Posted on Wednesday, 02.04.09
Cuba distributes more than 45,000 land parcels
HAVANA — Communist Cuba has distributed more than 45,000 parcels of
unused state land to private farmers and other citizens, asking them to
revitalize an agriculture sector crippled by decades of government
mismanagement, state news media said Monday.
The government had received 96,416 requests for fallow state land as of
Jan. 22, encompassing more than 1.6 million acres (658,000 hectares),
Deputy Agriculture Minister Alcides Lopez told provincial legislators,
according to the Communist Party newspaper Granma.

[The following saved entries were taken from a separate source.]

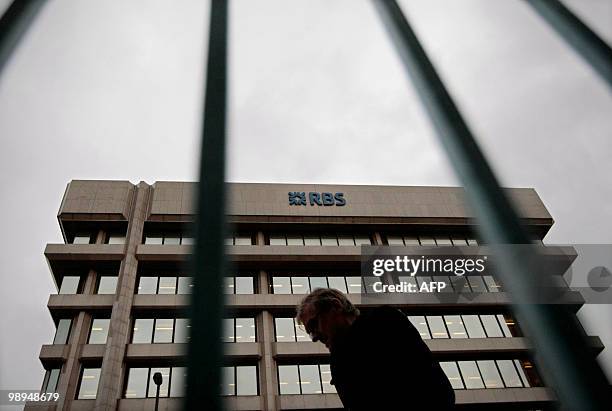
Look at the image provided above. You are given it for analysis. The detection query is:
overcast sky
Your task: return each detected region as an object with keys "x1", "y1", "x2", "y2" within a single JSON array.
[{"x1": 1, "y1": 0, "x2": 611, "y2": 401}]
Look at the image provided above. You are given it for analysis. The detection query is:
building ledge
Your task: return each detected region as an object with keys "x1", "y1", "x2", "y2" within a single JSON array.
[
  {"x1": 40, "y1": 344, "x2": 69, "y2": 363},
  {"x1": 47, "y1": 295, "x2": 113, "y2": 320},
  {"x1": 278, "y1": 387, "x2": 555, "y2": 409},
  {"x1": 44, "y1": 243, "x2": 125, "y2": 261},
  {"x1": 117, "y1": 396, "x2": 263, "y2": 411}
]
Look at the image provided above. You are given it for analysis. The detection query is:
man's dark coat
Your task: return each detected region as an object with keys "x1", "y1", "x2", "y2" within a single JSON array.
[{"x1": 329, "y1": 306, "x2": 455, "y2": 410}]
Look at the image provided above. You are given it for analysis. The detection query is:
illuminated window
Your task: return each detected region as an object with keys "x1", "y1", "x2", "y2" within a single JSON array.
[
  {"x1": 477, "y1": 360, "x2": 503, "y2": 388},
  {"x1": 106, "y1": 234, "x2": 125, "y2": 244},
  {"x1": 408, "y1": 316, "x2": 431, "y2": 339},
  {"x1": 427, "y1": 316, "x2": 449, "y2": 339},
  {"x1": 327, "y1": 277, "x2": 348, "y2": 293},
  {"x1": 299, "y1": 365, "x2": 322, "y2": 394},
  {"x1": 481, "y1": 315, "x2": 503, "y2": 338},
  {"x1": 497, "y1": 360, "x2": 523, "y2": 387},
  {"x1": 125, "y1": 368, "x2": 148, "y2": 398},
  {"x1": 278, "y1": 365, "x2": 300, "y2": 395},
  {"x1": 132, "y1": 319, "x2": 154, "y2": 343},
  {"x1": 88, "y1": 319, "x2": 110, "y2": 344},
  {"x1": 221, "y1": 366, "x2": 258, "y2": 396},
  {"x1": 147, "y1": 367, "x2": 170, "y2": 397},
  {"x1": 77, "y1": 368, "x2": 101, "y2": 399},
  {"x1": 440, "y1": 362, "x2": 464, "y2": 389},
  {"x1": 158, "y1": 277, "x2": 177, "y2": 295},
  {"x1": 291, "y1": 277, "x2": 310, "y2": 294},
  {"x1": 72, "y1": 234, "x2": 91, "y2": 244},
  {"x1": 462, "y1": 315, "x2": 486, "y2": 338},
  {"x1": 153, "y1": 319, "x2": 174, "y2": 343},
  {"x1": 235, "y1": 318, "x2": 256, "y2": 343},
  {"x1": 137, "y1": 277, "x2": 158, "y2": 294},
  {"x1": 458, "y1": 361, "x2": 484, "y2": 389},
  {"x1": 278, "y1": 364, "x2": 333, "y2": 395},
  {"x1": 444, "y1": 315, "x2": 467, "y2": 339},
  {"x1": 174, "y1": 319, "x2": 190, "y2": 343},
  {"x1": 275, "y1": 318, "x2": 296, "y2": 342},
  {"x1": 177, "y1": 277, "x2": 193, "y2": 294}
]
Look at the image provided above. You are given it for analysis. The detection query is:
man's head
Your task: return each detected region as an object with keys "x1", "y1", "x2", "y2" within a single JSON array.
[{"x1": 296, "y1": 288, "x2": 360, "y2": 350}]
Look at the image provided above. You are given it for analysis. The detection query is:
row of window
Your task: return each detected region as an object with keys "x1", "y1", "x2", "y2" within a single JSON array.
[
  {"x1": 278, "y1": 364, "x2": 334, "y2": 395},
  {"x1": 125, "y1": 367, "x2": 187, "y2": 398},
  {"x1": 57, "y1": 275, "x2": 118, "y2": 295},
  {"x1": 71, "y1": 233, "x2": 125, "y2": 245},
  {"x1": 144, "y1": 234, "x2": 194, "y2": 245},
  {"x1": 269, "y1": 234, "x2": 372, "y2": 246},
  {"x1": 44, "y1": 359, "x2": 538, "y2": 400},
  {"x1": 270, "y1": 275, "x2": 502, "y2": 295},
  {"x1": 407, "y1": 314, "x2": 518, "y2": 339},
  {"x1": 58, "y1": 272, "x2": 502, "y2": 296},
  {"x1": 386, "y1": 235, "x2": 478, "y2": 246},
  {"x1": 440, "y1": 360, "x2": 535, "y2": 389}
]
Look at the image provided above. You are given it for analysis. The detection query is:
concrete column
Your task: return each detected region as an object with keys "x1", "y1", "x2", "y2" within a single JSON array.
[
  {"x1": 259, "y1": 309, "x2": 278, "y2": 411},
  {"x1": 94, "y1": 183, "x2": 150, "y2": 411},
  {"x1": 95, "y1": 230, "x2": 105, "y2": 245}
]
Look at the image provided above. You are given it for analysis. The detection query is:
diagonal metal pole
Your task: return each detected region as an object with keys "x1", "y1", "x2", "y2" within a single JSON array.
[
  {"x1": 372, "y1": 1, "x2": 609, "y2": 409},
  {"x1": 525, "y1": 0, "x2": 612, "y2": 89},
  {"x1": 0, "y1": 0, "x2": 47, "y2": 76},
  {"x1": 186, "y1": 1, "x2": 228, "y2": 410}
]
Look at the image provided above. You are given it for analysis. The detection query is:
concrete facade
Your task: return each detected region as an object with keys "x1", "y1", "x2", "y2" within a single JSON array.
[{"x1": 26, "y1": 180, "x2": 603, "y2": 410}]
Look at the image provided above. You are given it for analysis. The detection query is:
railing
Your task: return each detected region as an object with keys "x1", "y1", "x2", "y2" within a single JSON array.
[{"x1": 2, "y1": 0, "x2": 610, "y2": 409}]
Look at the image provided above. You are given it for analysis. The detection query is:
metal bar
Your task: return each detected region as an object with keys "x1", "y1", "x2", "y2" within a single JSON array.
[
  {"x1": 371, "y1": 1, "x2": 609, "y2": 409},
  {"x1": 525, "y1": 0, "x2": 612, "y2": 88},
  {"x1": 186, "y1": 1, "x2": 229, "y2": 410},
  {"x1": 0, "y1": 0, "x2": 47, "y2": 76}
]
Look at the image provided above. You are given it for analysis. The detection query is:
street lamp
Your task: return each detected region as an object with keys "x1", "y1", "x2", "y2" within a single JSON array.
[{"x1": 153, "y1": 372, "x2": 162, "y2": 411}]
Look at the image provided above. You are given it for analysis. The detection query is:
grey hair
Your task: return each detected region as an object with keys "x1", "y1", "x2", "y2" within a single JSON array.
[{"x1": 296, "y1": 288, "x2": 360, "y2": 325}]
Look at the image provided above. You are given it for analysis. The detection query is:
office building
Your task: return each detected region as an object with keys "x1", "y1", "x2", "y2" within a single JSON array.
[{"x1": 26, "y1": 180, "x2": 604, "y2": 410}]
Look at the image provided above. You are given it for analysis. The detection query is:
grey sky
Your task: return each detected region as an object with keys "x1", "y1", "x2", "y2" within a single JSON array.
[{"x1": 0, "y1": 0, "x2": 610, "y2": 402}]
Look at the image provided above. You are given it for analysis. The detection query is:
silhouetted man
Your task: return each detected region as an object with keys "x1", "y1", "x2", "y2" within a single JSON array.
[{"x1": 297, "y1": 288, "x2": 455, "y2": 410}]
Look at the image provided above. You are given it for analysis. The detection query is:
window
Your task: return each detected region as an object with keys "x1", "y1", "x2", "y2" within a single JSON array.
[
  {"x1": 97, "y1": 276, "x2": 118, "y2": 294},
  {"x1": 275, "y1": 318, "x2": 296, "y2": 342},
  {"x1": 221, "y1": 366, "x2": 258, "y2": 396},
  {"x1": 235, "y1": 276, "x2": 254, "y2": 294},
  {"x1": 137, "y1": 277, "x2": 158, "y2": 294},
  {"x1": 408, "y1": 316, "x2": 430, "y2": 339},
  {"x1": 158, "y1": 277, "x2": 177, "y2": 294},
  {"x1": 125, "y1": 368, "x2": 148, "y2": 398},
  {"x1": 271, "y1": 277, "x2": 291, "y2": 294},
  {"x1": 223, "y1": 318, "x2": 256, "y2": 342},
  {"x1": 337, "y1": 235, "x2": 354, "y2": 246},
  {"x1": 144, "y1": 235, "x2": 163, "y2": 244},
  {"x1": 467, "y1": 276, "x2": 487, "y2": 292},
  {"x1": 299, "y1": 365, "x2": 322, "y2": 394},
  {"x1": 72, "y1": 234, "x2": 91, "y2": 244},
  {"x1": 148, "y1": 367, "x2": 170, "y2": 397},
  {"x1": 174, "y1": 319, "x2": 190, "y2": 343},
  {"x1": 327, "y1": 277, "x2": 348, "y2": 293},
  {"x1": 58, "y1": 276, "x2": 80, "y2": 294},
  {"x1": 287, "y1": 235, "x2": 304, "y2": 246},
  {"x1": 444, "y1": 315, "x2": 467, "y2": 339},
  {"x1": 440, "y1": 362, "x2": 463, "y2": 389},
  {"x1": 77, "y1": 368, "x2": 101, "y2": 399},
  {"x1": 106, "y1": 234, "x2": 125, "y2": 244},
  {"x1": 177, "y1": 277, "x2": 193, "y2": 294},
  {"x1": 42, "y1": 368, "x2": 61, "y2": 393},
  {"x1": 163, "y1": 235, "x2": 180, "y2": 245},
  {"x1": 481, "y1": 315, "x2": 503, "y2": 338},
  {"x1": 235, "y1": 318, "x2": 256, "y2": 343},
  {"x1": 497, "y1": 360, "x2": 522, "y2": 387},
  {"x1": 320, "y1": 364, "x2": 335, "y2": 393},
  {"x1": 428, "y1": 316, "x2": 448, "y2": 339},
  {"x1": 291, "y1": 277, "x2": 309, "y2": 294},
  {"x1": 170, "y1": 367, "x2": 187, "y2": 397},
  {"x1": 153, "y1": 319, "x2": 174, "y2": 343},
  {"x1": 462, "y1": 315, "x2": 486, "y2": 338},
  {"x1": 345, "y1": 276, "x2": 363, "y2": 294},
  {"x1": 320, "y1": 235, "x2": 338, "y2": 246},
  {"x1": 132, "y1": 319, "x2": 154, "y2": 343},
  {"x1": 88, "y1": 319, "x2": 110, "y2": 344},
  {"x1": 303, "y1": 235, "x2": 321, "y2": 246},
  {"x1": 234, "y1": 235, "x2": 253, "y2": 245},
  {"x1": 458, "y1": 361, "x2": 484, "y2": 389},
  {"x1": 278, "y1": 365, "x2": 300, "y2": 394},
  {"x1": 477, "y1": 360, "x2": 503, "y2": 388},
  {"x1": 278, "y1": 364, "x2": 331, "y2": 395},
  {"x1": 125, "y1": 367, "x2": 187, "y2": 398},
  {"x1": 483, "y1": 275, "x2": 501, "y2": 292},
  {"x1": 309, "y1": 276, "x2": 328, "y2": 290},
  {"x1": 53, "y1": 319, "x2": 72, "y2": 344}
]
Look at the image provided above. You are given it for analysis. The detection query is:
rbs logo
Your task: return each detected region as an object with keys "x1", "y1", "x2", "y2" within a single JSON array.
[{"x1": 288, "y1": 192, "x2": 346, "y2": 207}]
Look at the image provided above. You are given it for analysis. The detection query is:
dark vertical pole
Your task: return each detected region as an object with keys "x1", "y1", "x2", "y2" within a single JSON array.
[
  {"x1": 525, "y1": 0, "x2": 612, "y2": 88},
  {"x1": 186, "y1": 0, "x2": 228, "y2": 410},
  {"x1": 0, "y1": 0, "x2": 47, "y2": 75},
  {"x1": 372, "y1": 1, "x2": 609, "y2": 409}
]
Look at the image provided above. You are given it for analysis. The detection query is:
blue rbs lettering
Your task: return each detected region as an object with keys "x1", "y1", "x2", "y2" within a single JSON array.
[{"x1": 288, "y1": 192, "x2": 346, "y2": 206}]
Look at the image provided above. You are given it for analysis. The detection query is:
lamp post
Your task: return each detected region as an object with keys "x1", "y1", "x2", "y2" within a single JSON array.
[{"x1": 153, "y1": 372, "x2": 162, "y2": 411}]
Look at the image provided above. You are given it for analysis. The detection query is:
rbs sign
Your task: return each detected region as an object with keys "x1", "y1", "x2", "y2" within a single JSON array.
[{"x1": 288, "y1": 192, "x2": 346, "y2": 206}]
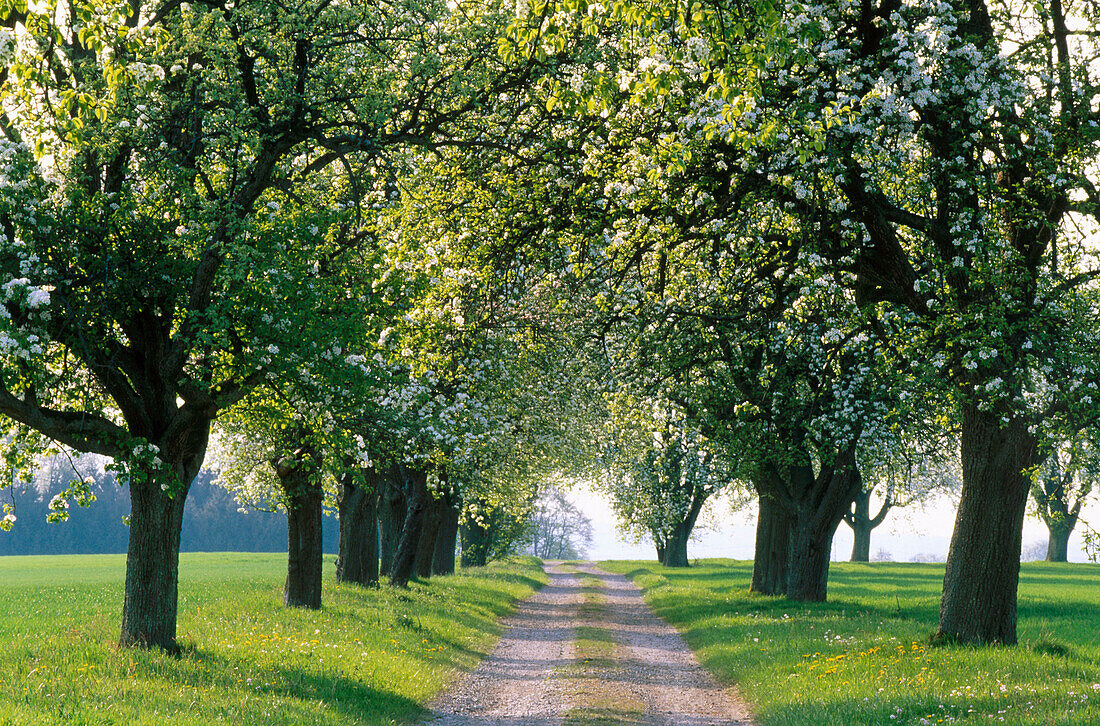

A total of 45,518 of those requests were approved, the newspaper added,
without specifying the total amount of land turned over.
Under an agriculture-reform program begun in September, the state
retains its title to the land but leases it to approved individual
farmers, cooperatives and other Cubans who want to try farming.
Landless Cubans can apply for about 33 acres (13 hectares), while
established farmers can increase current holdings to 100 acres (40
hectares). Private citizens qualify for leases of up to 10 years,
renewable for 10 more, while cooperatives and companies can seek 25-year
The Ministry of Agriculture and the National Center for Land Control,
which has offices in 169 cities and towns across Cuba, decide who
receives land and which plots are eligible for redistribution.
About a third of the 96,416 land requests were denied because
petitioners had sought use of land ''not classified as idle,'' Lopez
said, according to Granma.
Thousands of small farmers kept their plots after Fidel Castro took
power in 1959 and still grow much of Cuba's food. But at large farms
taken over by state planners, output has dwindled. About half of the
country's arable land is now underused, according to the government, and
just 29 percent is fully exploited on state farms.
The land reform is Cuba's biggest in decades, and was designed by the
government of Raul Castro, who succeeded Fidel as head of state nearly a
year ago. He is under increasing pressure to slash food imports, which
cost the island more than $2 billion in 2008.